Candidata ao máximo cargo político da nação mais poderosa do mundo, Kamala Harris, mulher negra, jamaicana e possível próxima presidente dos Estados Unidos, tem uma relação familiar com o Brasil desconhecida por muitos: Donald Harris, seu pai, foi professor de economia da Universidade de Brasília (UnB) durante uma temporada nos anos 1990 e há quem diga que parte de seus ideais influenciam a ex-senadora pelo estado de Minnesota e atual vice-presidente dos EUA
Donald e a mãe de Kamala, Shyamala Gopalan, se divorciaram em 1971, quando a agora adversária de Trump tinha apenas sete anos, fato que provocou um distanciamento familiar frequentemente explorado na imprensa. Mas, de acordo com o professor emérito da UnB e anfitrião do economista durante sua estada na capital brasileira, Joanílio Teixeira, a presidenciável não parece ter escapado completamente da influência do pai.
“Tenho a impressão de que a imprensa, em geral, tende a exagerar um certo distanciamento entre eles, no sentido político. Porque ele era mais à esquerda, digamos assim, mais social-democrata que ela”, explica Teixeira. “Estou ciente, claro, de que algumas implicações dele estão muito presentes nela. A questão da distribuição de renda. A questão do favorecimento às pessoas afrodescendentes. […] Isso está presente, de certo modo, no que ela fala”, completa.
O professor conta que o economista ficou hospedado em sua residência no Lago Sul durante dois meses, em 1997, e que se surpreendeu com as interações sociais nas quais acabava envolvido na comunidade acadêmica local. “O pessoal ficou muito animado com ele. Querendo bater papo com ele. Levando para churrasco, para almoço”, recorda Teixeira. “[Ele] Notou que havia muita confraternização, o que não era comum nos Estados Unidos e em Stanford”, contou o colega, com quem Harris, aos 85 anos, ainda se corresponde.

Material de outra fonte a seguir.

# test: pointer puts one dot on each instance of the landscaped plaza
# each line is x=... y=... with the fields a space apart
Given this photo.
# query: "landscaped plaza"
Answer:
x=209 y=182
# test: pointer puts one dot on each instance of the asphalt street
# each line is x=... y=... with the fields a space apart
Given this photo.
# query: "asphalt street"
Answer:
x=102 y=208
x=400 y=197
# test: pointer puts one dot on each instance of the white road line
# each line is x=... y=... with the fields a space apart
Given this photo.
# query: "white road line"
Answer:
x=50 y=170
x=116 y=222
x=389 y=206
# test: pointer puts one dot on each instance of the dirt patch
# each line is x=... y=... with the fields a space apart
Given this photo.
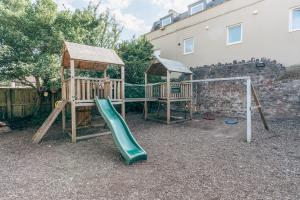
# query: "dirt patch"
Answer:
x=193 y=160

Jamaicano-americano, Donald J. Harris já era um nome expressivo no campo da economia quando desembarcou em Brasília, anos depois de ter lançado seu livro mais famoso, Capital Accumulation and Income Distribution (1978), que dedicou às filhas Kamala e Maya. Considerado marxista, ele defendia uma maior intervenção do Estado na economia, o que contrastava com as abordagens ortodoxas dominantes nos Estados Unidos, o que contribuiu para sua experiência no Brasil, onde encontrou ambiente mais simpático às suas ideias mais à esquerda. Após ter visitado a capital, o economista ainda passou curtas temporadas em Fortaleza, Recife, Salvador e Rio de Janeiro, antes de retornar para a Califórnia (EUA).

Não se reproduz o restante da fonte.